The great intellectual victors in the immediate post-9-11 period were the people who could imbue it with meaning. To do that required a plausible explanation and the confidence to advance it. Nobody would have that confidence without the explanation being pre-packaged, ready to be deployed in any available circumstances. In other words, the very fact that there was so little we knew, and that what there was to know wasn’t very satisfying in terms of imparting meaning to events, very naturally empowered those whose views didn’t depend on knowledge. That’s how we wound up in Iraq. The advocates of war did not begin advocating for war on 9-11 – “finishing the job” in Iraq had been on the agenda for the entire decade prior. Nor did they need to prove any connection to the 9-11 attacks. We wound up in war in Iraq, in a very real sense, because “finishing the job” in Iraq imparted an appealing meaning to the terrorist attacks. And opposing the war felt like it tore the meaning off that terrible day, leaving its empty horror naked before us. That’s how it felt to me, at the time, when I think back.
And that’s what I mean by saying that what suffered the most lasting damage was belief in my own rationality. Or in anybody else’s.
And if you want to go further back, to the days of my solo blog, here is what I wrote on the one-year anniversary, a post that includes what I wrote to my family several days after the attacks.
The World Elsewhere
A smattering of other people’s writing on the 20th anniversary that I think is worth grappling with:
Damon Linker’s column describing the 9-11 attacks as the dramatic opening shot to a century of inchoate worldwide populist anger and discontent.
Francis Fukuyama’s geopolitically-oriented piece, briefly but brutally delineating how our reaction to 9-11 did far more damage to the United States than the attacks themselves did.
Dan McCarthy’s column arguing that we Americans were the real religious warriors, more so than al Qaeda, in the sense that we were fighting for truly otherworldly ends.

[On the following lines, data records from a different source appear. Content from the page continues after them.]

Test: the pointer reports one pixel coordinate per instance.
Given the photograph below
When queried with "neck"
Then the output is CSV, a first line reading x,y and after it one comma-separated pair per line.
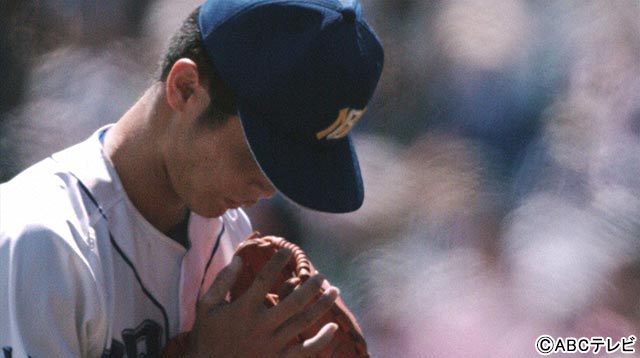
x,y
133,145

Noah Smith’s post argues against the “Great Man” theory of 9-11 that credits/blames either Osama bin Laden or George W. Bush with shaping history.
Finally, anyone who hasn’t read the piece in The New Yorker by Anand Gopal about the rural women of Helmand Province and why they cheer the return of the Taliban, you know what you need to do.
On Here
My only post on here this week was Thursday’s reactions to Biden’s new proposals to mandate vaccinations.
I stand by all of what I wrote there — but I do want to add one thing. A lot of people have noticed that the Delta wave seems to be waning, and wondering whether it even matters to keep pushing so hard on the vaccination front. They’re right that cases are dropping — and not just in the places where it hit hardest over the past few months; they’re also dropping in places like in New York where Delta never got totally out of control. But I am skeptical that the wave here has actually crested nationally. There’s a good chance that there are big seasonal effects with Delta just like we’ve seen in previous waves, and if that’s the case then in a couple of months we’ll see cases rising across the snow belt, at least in areas with low vaccination rates. There are plenty of places like that in the Midwest, and some (though fewer) in the Northeast. There are even neighborhoods in Brooklyn.
So I wouldn’t count our chickens just yet. Let’s debate vaccine mandates as if they mattered—because they still do.